Having a look back at Ontario, I’m noticing that the minority government out there also got sick of governments changing vital infrastructure priorities during their term of office to suit their political agendas. Having lived in Ontario I can say with confidence that the vote buying is considerably less obvious. There is no election pavement. There are usually differences in the priorities each party presents to the public and after elections the parties generally follow through on those commitments.

Generally.

So they’re currently proposing that governments be legislatively bound to make 10-year plans. This means that plans will be in place with priorities ‘locked in’ with the ability to update every five years. No more election pavement. Effectively, such plans would span multiple governments and eliminate the election pavement temptation.

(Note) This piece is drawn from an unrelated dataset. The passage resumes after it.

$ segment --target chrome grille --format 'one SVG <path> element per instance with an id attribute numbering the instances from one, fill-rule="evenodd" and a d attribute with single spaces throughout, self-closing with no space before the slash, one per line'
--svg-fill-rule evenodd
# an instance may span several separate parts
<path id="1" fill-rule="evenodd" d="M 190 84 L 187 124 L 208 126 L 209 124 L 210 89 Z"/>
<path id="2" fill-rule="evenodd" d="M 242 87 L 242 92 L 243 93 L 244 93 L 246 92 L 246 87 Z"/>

It will mean the people get infrastructure, in an organised and responsible fashion based on the overall public good. This doesn’t preclude extra spending in boom times, or special deals with the federal government, say, for ferries or major critical upgrades to crumbling infrastructure like bridges and so on. It brings a long term stability for the construction industry as well. Fewer boom and bust cycles. It allows a steady, predictable path of improvement and also helps maintain more stable, locally sourced industry. The proposed bill also ensures the hiring of local (from within the province) tradespeople in order to maintain long term training and retention of their own workers.

It (mostly) takes the politics out of public spending

If applied here, it would remove some of the inter-regional fighting for resources. It would help ensure that underdeveloped or ignored regions of this province receive their fair shake. I realise this seems to go against some of my arguments about “perceived injustices” and my arguments that Labrador needs more “investment”. But it actually doesn’t. I’ve only ever really complained about having a relatively unfair share of quality infrastructure compared to regions of the Island. I just want an equitable share (or all of it; either way is OK, really) of the vast amount of resource revenue that comes from here. Taking the politics out of it would force a clear recognition of the differences in infrastructure and services available to all citizens.

Of course such legislation wouldn’t remove the poll goosing and announcement timing. But at the very least the public could look up the master plan and realize that it was already going to happen anyway. Throw in the idea of a heritage fund to offset bust years with boom years and we’d have long term, stable upkeep of our vital infrastructure.

Besides, if ministers get to come up with the priorities and planning, without consultation with the public or the rest of the House of Assembly for that matter, what the Fox Lake (NL) do we even have ever-growing-departments of experts for?

You know what good, long term planning gets you?

Vancouver. They even have an internationally recognized name for the extremely well-planned development model: Vancouverism. I realise it’s comparing apples and interplanetary travel, but good planning reaps rewards if you draft a good plan and stick to it. For example, if you make meddling for political gains next to impossible.

Our own people would be able plan ahead, and to decide whether they’ll take their surveying skills to the oil patch or hang on at home. They’d have an easier time doing that if there were a long term plan to guide their decisions. Families have mortgages. As it is now, who knows when the Trans Labrador will ever get widened or paved, or when docks will be upgraded?

Sure, we might still ache for that paved road or new ferry, but we won’t ever feel left out or accuse governments of spending more in their own caucus districts. We wouldn’t feel that one region gets more than another based on current politicians’ pork barreling if it’s already laid out on the master list.

And we certainly won’t have a hospital, auditorium, or long term care facility dangling in front of our noses when we head to the polls ever again. We could then vote on our candidates and parties based on their ideas and ideals. Businesses and industry would know that we’re a responsible province to deal with, and when and how they can expect to invest in our future.